Otra singularidad que tuvo el Frente Sur, fue la participación en sus filas de numerosos internacionalistas de diversas partes del mundo, lo que lo convirtió a dicho frente en la mayor expresión del internacionalismo y la solidaridad internacional con la lucha del pueblo nicaragüense. Y es que en las filas del Frente Sur había  combatientes de Costa Rica, Panamá, Honduras, El Salvador, Guatemala, México, EUA., Cuba, Puerto Rico, Colombia, Venezuela, Brasil, Ecuador, Bolivia, Uruguay, Argentina y Chile, España, Portugal, Francia, Alemania y Suiza y no  pocos cayeron en nuestro suelo o resultaron heridos. En este ámbito se destacaron las brigadas “Victoriano Lorenzo” de Panamá; la Brigada “Carlos Luis Fallas” de Costa Rica; y el “Batallón Chile” o “Brigada Chilena”, así como otras brigadas más pequeñas de Argentina, Uruguay y otros países.

Otro rasgo distintivo del Frente Sur fue su capacidad de articular una vasta retaguardia estratégica, que entre otras cosas le permitió, además de adiestrar y desarrollar sus fuerzas militares, establecer dos cosas que fueron de mucha importancia en la lucha contra el somocismo: la Radio Sandino, que operó para todo el país desde el sur y su pequeña Fuerza Aérea. La Radio Sandino tuvo cobertura nacional y su rol propagandístico, informativo y orientador fue de primer orden en la lucha contra el somocismo y en cuanto a su Fuerza Aérea, esta brindó invaluable apoyo logístico a los demás frentes, con abastecimiento de armas y municiones, destacándose en esas intrépidas misiones, pilotos como “el Topo”, Samuel Granera, Modesto E. Rojas Berríos y Armengol Lara, quien se incorporó al final. A parte de ello tuvo también hubo una pequeña fábrica de minas vietnamitas y explosivos.
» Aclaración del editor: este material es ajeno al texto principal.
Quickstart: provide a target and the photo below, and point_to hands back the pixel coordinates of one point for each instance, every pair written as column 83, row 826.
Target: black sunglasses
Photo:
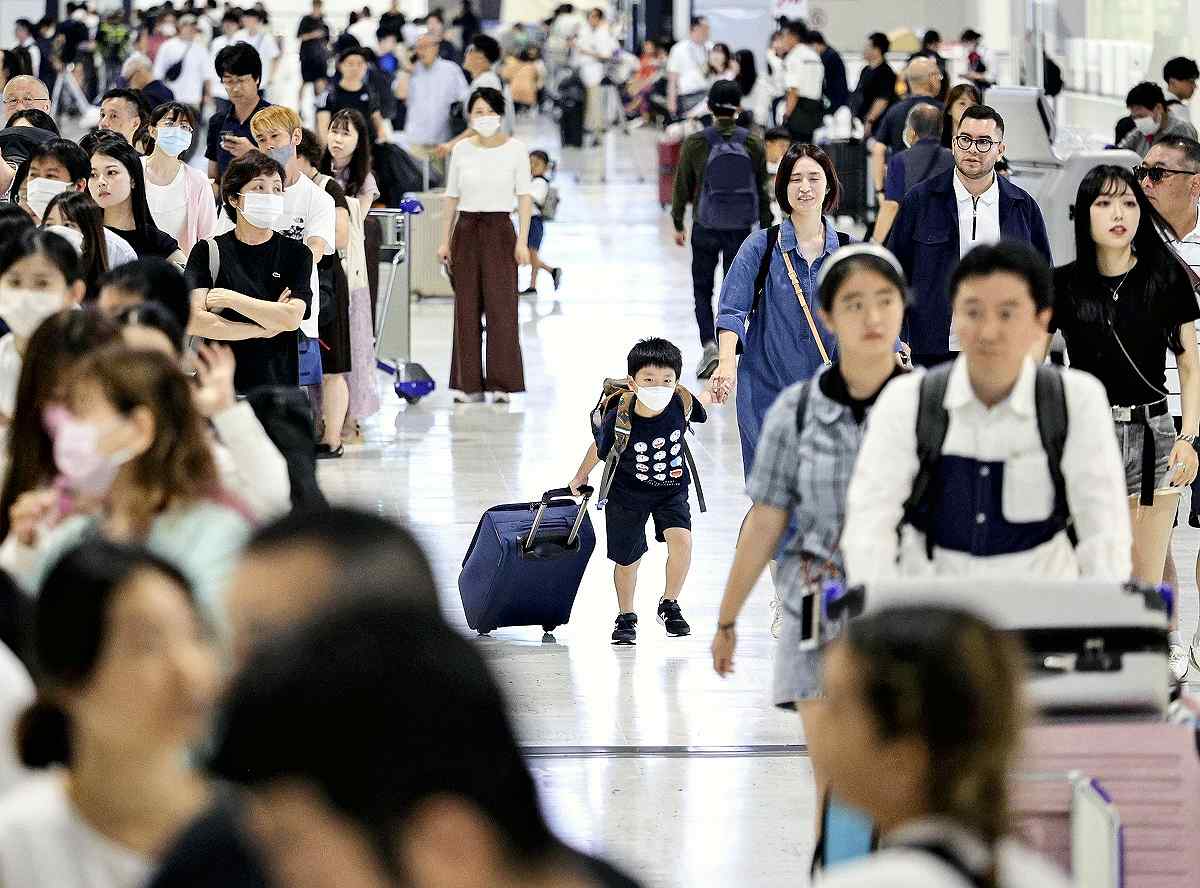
column 1157, row 174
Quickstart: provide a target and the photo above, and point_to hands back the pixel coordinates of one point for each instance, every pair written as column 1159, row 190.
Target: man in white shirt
column 1170, row 177
column 195, row 72
column 253, row 33
column 594, row 48
column 803, row 78
column 991, row 507
column 688, row 69
column 309, row 214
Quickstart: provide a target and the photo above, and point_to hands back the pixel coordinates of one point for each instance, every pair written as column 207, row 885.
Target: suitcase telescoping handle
column 586, row 492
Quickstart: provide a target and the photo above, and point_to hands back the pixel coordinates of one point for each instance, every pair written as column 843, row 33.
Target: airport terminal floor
column 642, row 754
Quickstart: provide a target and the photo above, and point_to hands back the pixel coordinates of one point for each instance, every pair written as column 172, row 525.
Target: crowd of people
column 210, row 677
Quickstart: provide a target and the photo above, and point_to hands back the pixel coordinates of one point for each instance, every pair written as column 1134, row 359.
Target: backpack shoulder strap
column 622, row 430
column 760, row 281
column 802, row 406
column 933, row 423
column 214, row 259
column 1050, row 399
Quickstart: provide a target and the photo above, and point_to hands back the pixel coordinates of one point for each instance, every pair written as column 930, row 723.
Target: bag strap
column 622, row 429
column 946, row 856
column 760, row 281
column 214, row 259
column 933, row 423
column 1050, row 400
column 804, row 305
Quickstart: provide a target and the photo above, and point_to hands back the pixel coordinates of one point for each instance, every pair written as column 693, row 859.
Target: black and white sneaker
column 624, row 631
column 671, row 618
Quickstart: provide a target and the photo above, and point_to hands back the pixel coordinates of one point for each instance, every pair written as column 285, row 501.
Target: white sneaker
column 1177, row 663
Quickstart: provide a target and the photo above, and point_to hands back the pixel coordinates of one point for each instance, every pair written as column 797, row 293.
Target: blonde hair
column 275, row 117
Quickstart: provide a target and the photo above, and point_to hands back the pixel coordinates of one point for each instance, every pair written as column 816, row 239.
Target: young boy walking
column 651, row 481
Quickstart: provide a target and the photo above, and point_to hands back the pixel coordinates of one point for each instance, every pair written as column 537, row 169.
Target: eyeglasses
column 982, row 145
column 1157, row 174
column 13, row 101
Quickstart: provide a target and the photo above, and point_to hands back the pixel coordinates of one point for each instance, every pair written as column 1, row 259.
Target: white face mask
column 486, row 126
column 70, row 235
column 41, row 192
column 1146, row 126
column 262, row 210
column 24, row 310
column 655, row 397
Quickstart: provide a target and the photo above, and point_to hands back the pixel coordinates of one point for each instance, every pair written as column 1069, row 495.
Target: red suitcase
column 669, row 161
column 1152, row 772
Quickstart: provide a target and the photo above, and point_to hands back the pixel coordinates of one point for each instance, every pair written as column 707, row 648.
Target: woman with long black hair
column 1122, row 303
column 118, row 185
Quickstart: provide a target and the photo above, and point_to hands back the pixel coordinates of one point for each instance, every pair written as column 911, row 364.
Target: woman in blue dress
column 779, row 340
column 779, row 334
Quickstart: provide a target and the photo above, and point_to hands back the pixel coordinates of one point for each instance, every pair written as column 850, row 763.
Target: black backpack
column 933, row 420
column 286, row 414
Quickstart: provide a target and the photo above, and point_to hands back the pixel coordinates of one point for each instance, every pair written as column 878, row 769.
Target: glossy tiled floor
column 737, row 814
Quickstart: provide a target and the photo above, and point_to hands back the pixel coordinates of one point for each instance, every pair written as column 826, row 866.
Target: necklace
column 1116, row 291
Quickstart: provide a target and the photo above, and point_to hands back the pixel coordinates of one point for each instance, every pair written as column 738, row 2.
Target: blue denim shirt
column 778, row 345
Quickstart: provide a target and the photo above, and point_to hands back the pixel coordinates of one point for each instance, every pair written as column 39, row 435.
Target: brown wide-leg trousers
column 485, row 283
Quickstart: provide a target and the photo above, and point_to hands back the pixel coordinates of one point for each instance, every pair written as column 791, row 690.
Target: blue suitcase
column 526, row 562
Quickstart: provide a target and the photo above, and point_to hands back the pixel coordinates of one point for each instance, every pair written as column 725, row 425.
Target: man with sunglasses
column 1170, row 177
column 943, row 217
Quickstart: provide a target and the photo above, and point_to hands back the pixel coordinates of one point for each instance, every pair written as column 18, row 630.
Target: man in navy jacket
column 943, row 217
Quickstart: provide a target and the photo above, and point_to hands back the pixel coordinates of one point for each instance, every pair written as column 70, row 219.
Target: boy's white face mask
column 655, row 397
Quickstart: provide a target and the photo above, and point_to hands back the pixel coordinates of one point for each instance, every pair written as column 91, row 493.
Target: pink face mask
column 82, row 465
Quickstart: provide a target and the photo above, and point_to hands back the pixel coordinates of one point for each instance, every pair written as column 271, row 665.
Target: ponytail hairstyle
column 71, row 621
column 949, row 679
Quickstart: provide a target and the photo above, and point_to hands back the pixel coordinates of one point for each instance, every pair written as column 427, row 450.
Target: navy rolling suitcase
column 526, row 562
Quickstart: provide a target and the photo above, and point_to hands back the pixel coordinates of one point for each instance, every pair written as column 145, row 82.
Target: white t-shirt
column 489, row 179
column 804, row 72
column 46, row 844
column 307, row 213
column 690, row 63
column 168, row 203
column 10, row 373
column 119, row 250
column 16, row 693
column 189, row 88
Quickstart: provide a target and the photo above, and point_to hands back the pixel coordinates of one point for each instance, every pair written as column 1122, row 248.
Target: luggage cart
column 394, row 323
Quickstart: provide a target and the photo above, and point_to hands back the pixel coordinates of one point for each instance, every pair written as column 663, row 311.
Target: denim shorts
column 1131, row 437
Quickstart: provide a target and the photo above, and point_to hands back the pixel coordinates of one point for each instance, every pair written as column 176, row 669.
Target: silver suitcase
column 427, row 275
column 1093, row 647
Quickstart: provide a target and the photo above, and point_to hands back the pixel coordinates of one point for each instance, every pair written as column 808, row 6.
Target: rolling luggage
column 1151, row 772
column 669, row 161
column 526, row 562
column 1095, row 647
column 849, row 157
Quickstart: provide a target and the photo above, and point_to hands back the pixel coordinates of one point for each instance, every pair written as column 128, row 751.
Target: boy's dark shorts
column 627, row 527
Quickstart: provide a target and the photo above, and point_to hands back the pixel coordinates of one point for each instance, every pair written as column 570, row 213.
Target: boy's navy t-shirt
column 652, row 468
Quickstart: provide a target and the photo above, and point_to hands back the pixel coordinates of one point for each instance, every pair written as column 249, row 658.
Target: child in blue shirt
column 652, row 481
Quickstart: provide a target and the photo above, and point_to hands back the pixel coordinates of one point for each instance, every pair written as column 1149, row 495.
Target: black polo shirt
column 226, row 120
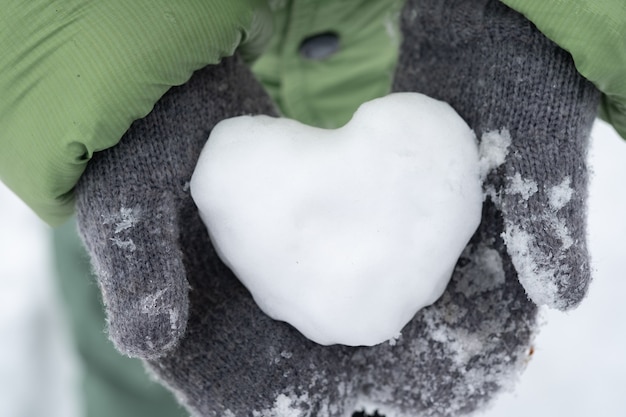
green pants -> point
(113, 385)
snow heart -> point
(347, 233)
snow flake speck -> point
(561, 194)
(493, 150)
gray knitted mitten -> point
(525, 100)
(133, 204)
(231, 359)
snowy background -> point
(578, 370)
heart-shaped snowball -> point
(347, 233)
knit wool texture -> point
(222, 356)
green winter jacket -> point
(75, 74)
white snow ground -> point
(578, 370)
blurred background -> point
(578, 369)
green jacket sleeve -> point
(594, 32)
(75, 74)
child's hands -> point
(523, 96)
(222, 356)
(134, 208)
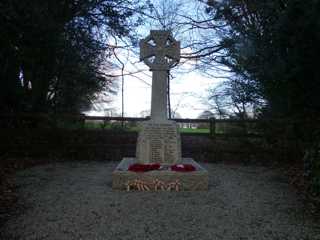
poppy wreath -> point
(139, 167)
(183, 168)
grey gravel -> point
(74, 200)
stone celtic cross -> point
(160, 51)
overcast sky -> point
(189, 89)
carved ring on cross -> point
(160, 51)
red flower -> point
(183, 168)
(139, 167)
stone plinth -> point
(159, 142)
(190, 181)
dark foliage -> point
(52, 52)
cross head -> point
(160, 51)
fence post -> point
(212, 127)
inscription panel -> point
(159, 142)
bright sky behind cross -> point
(188, 87)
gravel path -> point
(75, 201)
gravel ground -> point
(75, 201)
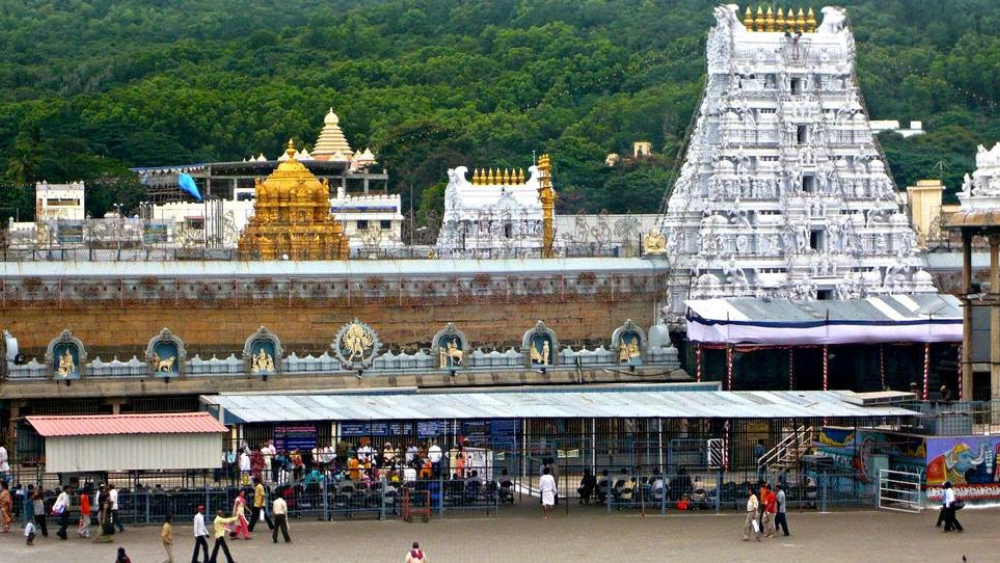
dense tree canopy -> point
(90, 88)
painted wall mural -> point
(969, 462)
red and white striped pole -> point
(960, 372)
(826, 367)
(729, 368)
(927, 371)
(697, 362)
(881, 365)
(791, 369)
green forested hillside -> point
(90, 88)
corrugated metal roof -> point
(564, 404)
(183, 423)
(874, 309)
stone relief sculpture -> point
(356, 345)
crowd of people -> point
(365, 463)
(634, 487)
(766, 513)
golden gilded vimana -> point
(292, 217)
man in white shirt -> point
(751, 524)
(115, 520)
(950, 521)
(200, 535)
(364, 455)
(268, 458)
(4, 463)
(61, 508)
(280, 510)
(244, 468)
(434, 455)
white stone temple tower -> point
(784, 191)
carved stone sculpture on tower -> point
(782, 148)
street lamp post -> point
(118, 231)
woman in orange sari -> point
(6, 507)
(241, 527)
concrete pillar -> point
(994, 315)
(966, 315)
(15, 413)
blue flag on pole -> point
(186, 182)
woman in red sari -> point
(6, 507)
(239, 511)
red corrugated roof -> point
(181, 423)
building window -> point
(808, 183)
(817, 239)
(63, 202)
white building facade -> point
(783, 191)
(495, 215)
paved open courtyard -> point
(519, 535)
El rol del Frente Sur en la Ofensiva Final del 1979, sin detrimento del papel que jugaron los demás frentes de guerra, así como los combatientes populares y la población insurrecta que se alzó contra Somoza, fue determinante para alcanzar la victoria del 19 de julio de 1979, como también lo sería para defender la naciente revolución ya que de su seno surgieron las primeras estructuras organizativas del nuevo ejército de Nicaragua. En definitiva, la victoriosa ofensiva que encabezó el Frente Sur se tradujo, junto al accionar de los otros frentes, en el triunfo del 19 de julio y su nombre quedará inscrito en la historia como el Frente de la Victoria, ya que sin su participación la historia hubiese sido otra.